Readers Respond: The U.S.’s white supremacist character has long claimed lives on its own land and abroad. Evangelical leaders on the religious right who’ve subscribed to a white nationalist agenda advance the violence in racist terror attacks, immigrant hostility, and exclusionary policies.
White Nationalism. White Supremacy. White Power. (by Jim Wallis)
These are words that white people — particularly white Christians — don’t like to talk about, don’t like to see and hear, want to put in the past, want to dismiss as applying to only a few white people, and refuse to see as systemic, structural, or still deeply embedded in our American history and national culture. Certainly, then, they don’t want to acknowledge these combined forces as the greatest terrorist threat now to America’s safety, and the greatest political threat to genuine democracy around the world.

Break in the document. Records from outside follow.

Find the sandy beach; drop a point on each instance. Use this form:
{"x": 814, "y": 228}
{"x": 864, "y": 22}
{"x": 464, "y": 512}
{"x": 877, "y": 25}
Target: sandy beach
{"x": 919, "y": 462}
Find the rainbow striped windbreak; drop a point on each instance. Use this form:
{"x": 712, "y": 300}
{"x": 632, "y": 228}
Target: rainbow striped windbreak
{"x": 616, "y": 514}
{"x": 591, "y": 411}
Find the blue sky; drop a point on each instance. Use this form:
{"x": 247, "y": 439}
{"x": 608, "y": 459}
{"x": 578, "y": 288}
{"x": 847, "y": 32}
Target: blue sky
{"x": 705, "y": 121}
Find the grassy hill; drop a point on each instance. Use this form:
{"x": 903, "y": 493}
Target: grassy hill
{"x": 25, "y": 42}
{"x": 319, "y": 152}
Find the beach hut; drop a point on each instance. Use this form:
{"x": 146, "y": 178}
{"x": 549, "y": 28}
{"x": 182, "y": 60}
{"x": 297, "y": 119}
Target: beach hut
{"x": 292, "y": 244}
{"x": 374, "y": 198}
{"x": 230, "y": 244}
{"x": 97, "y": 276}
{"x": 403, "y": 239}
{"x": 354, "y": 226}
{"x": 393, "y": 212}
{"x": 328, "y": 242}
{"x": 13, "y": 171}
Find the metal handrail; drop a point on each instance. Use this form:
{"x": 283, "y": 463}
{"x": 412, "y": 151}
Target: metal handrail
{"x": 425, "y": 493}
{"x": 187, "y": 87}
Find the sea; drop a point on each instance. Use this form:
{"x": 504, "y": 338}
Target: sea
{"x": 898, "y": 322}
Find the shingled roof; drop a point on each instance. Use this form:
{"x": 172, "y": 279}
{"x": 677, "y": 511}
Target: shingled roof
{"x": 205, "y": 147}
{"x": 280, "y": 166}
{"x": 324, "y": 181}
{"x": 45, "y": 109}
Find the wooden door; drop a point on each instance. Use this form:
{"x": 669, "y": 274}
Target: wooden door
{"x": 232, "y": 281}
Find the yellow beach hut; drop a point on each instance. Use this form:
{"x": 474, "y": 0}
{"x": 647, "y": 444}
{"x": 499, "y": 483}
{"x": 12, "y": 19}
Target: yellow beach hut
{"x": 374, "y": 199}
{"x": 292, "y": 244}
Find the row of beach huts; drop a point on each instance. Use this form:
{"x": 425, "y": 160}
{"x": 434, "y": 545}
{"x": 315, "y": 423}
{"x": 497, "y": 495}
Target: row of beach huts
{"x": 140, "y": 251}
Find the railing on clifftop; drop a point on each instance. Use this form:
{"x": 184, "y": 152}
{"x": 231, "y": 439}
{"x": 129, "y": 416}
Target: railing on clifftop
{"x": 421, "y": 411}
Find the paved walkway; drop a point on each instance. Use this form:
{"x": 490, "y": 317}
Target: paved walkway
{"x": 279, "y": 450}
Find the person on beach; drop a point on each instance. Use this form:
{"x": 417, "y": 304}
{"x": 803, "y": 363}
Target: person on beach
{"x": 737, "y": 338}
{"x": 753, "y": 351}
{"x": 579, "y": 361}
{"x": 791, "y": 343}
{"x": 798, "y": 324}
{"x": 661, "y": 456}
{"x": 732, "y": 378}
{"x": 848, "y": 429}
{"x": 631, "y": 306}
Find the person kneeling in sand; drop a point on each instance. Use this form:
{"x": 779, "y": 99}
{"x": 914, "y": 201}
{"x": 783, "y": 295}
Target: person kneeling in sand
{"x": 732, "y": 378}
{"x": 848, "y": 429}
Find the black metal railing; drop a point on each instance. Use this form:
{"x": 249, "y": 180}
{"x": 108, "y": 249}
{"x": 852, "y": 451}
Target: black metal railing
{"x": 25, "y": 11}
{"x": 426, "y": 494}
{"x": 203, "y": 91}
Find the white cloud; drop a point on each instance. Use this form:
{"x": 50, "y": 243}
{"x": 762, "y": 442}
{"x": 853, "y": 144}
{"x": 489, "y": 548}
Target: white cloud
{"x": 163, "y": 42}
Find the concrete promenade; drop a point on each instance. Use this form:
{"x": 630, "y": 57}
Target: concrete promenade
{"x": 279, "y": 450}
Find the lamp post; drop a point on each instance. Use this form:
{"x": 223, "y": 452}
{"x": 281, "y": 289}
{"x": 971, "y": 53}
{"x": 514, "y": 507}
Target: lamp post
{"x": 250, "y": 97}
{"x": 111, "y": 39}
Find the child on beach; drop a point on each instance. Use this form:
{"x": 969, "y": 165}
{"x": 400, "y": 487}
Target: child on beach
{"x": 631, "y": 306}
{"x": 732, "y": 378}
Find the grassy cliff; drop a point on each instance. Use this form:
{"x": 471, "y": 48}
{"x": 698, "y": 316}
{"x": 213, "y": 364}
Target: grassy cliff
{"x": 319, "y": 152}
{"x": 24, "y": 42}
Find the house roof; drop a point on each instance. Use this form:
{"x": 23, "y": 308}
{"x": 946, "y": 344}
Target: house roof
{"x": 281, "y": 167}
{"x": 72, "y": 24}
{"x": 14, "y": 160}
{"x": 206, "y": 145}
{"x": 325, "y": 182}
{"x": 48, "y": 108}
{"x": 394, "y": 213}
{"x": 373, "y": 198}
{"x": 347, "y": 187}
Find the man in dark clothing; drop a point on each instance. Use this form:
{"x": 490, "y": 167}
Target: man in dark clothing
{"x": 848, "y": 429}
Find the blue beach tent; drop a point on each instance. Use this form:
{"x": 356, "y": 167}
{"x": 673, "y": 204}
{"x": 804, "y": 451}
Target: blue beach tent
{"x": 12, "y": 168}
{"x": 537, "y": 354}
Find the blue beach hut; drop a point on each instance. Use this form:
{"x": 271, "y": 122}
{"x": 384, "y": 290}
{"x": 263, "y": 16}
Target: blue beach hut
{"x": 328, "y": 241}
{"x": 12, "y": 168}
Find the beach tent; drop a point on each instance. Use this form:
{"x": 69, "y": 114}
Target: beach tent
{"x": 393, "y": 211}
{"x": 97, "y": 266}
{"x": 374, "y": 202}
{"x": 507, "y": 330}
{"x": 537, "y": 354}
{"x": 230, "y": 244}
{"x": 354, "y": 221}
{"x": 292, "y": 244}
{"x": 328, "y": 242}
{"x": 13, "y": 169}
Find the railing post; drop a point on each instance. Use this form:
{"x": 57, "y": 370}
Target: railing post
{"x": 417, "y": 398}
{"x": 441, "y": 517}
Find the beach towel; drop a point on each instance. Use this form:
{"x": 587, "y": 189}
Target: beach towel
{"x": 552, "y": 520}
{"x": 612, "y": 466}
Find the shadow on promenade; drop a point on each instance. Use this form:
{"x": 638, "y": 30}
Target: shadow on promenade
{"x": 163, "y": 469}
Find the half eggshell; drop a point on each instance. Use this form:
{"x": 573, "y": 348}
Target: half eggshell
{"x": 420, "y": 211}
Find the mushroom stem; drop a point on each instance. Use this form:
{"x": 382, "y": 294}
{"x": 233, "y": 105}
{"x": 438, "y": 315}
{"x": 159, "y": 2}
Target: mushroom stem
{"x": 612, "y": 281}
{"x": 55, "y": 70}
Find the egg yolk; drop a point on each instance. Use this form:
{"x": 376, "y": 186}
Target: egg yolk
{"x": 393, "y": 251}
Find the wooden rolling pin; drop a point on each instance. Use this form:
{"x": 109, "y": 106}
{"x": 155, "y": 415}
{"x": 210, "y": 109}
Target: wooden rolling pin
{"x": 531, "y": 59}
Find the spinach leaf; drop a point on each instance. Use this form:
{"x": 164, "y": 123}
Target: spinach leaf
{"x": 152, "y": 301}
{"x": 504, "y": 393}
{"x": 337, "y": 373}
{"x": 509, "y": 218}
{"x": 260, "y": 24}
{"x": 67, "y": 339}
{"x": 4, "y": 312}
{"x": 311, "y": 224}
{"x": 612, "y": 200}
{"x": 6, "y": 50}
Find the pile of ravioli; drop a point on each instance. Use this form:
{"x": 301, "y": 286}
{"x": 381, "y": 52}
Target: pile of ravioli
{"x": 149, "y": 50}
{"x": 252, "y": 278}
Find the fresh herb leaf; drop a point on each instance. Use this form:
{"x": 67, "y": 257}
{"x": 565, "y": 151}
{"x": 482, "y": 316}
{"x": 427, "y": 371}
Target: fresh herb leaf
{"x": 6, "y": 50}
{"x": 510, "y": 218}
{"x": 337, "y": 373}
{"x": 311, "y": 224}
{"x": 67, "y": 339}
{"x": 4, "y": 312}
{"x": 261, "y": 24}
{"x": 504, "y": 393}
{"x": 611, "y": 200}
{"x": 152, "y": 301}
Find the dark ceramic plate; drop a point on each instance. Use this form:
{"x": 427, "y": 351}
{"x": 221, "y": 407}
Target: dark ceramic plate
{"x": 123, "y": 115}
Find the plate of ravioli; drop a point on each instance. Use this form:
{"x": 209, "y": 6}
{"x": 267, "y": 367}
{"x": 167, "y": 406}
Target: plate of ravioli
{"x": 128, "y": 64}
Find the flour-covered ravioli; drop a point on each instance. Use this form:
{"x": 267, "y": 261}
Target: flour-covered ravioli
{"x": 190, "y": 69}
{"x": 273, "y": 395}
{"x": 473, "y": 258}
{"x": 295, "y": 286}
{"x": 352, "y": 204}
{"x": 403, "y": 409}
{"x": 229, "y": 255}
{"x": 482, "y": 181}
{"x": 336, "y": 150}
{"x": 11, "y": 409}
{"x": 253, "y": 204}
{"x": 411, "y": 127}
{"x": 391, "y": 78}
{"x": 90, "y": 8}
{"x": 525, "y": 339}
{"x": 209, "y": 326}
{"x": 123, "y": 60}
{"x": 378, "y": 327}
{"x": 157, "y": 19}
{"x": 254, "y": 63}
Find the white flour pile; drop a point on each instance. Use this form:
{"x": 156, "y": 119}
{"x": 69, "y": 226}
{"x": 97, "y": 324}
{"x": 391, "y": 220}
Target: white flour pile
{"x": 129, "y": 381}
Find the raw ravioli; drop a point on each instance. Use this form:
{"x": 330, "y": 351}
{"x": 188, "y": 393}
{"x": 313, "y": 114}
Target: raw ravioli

That is the heart of our problem.
From Oklahoma City to Charleston to Charlottesville to Pittsburgh’s Tree of Life Synagogue to Christchurch, New Zealand, to Norway and other places in Europe, white nationalism and the white supremacy underneath it is a movement — and a growing one. White power has historically killed untold numbers of people and is still killing people today. It’s the most rising terrorist threat: white people who believe that their exclusive power and superiority is being taken away by the growth of more inclusive democracy.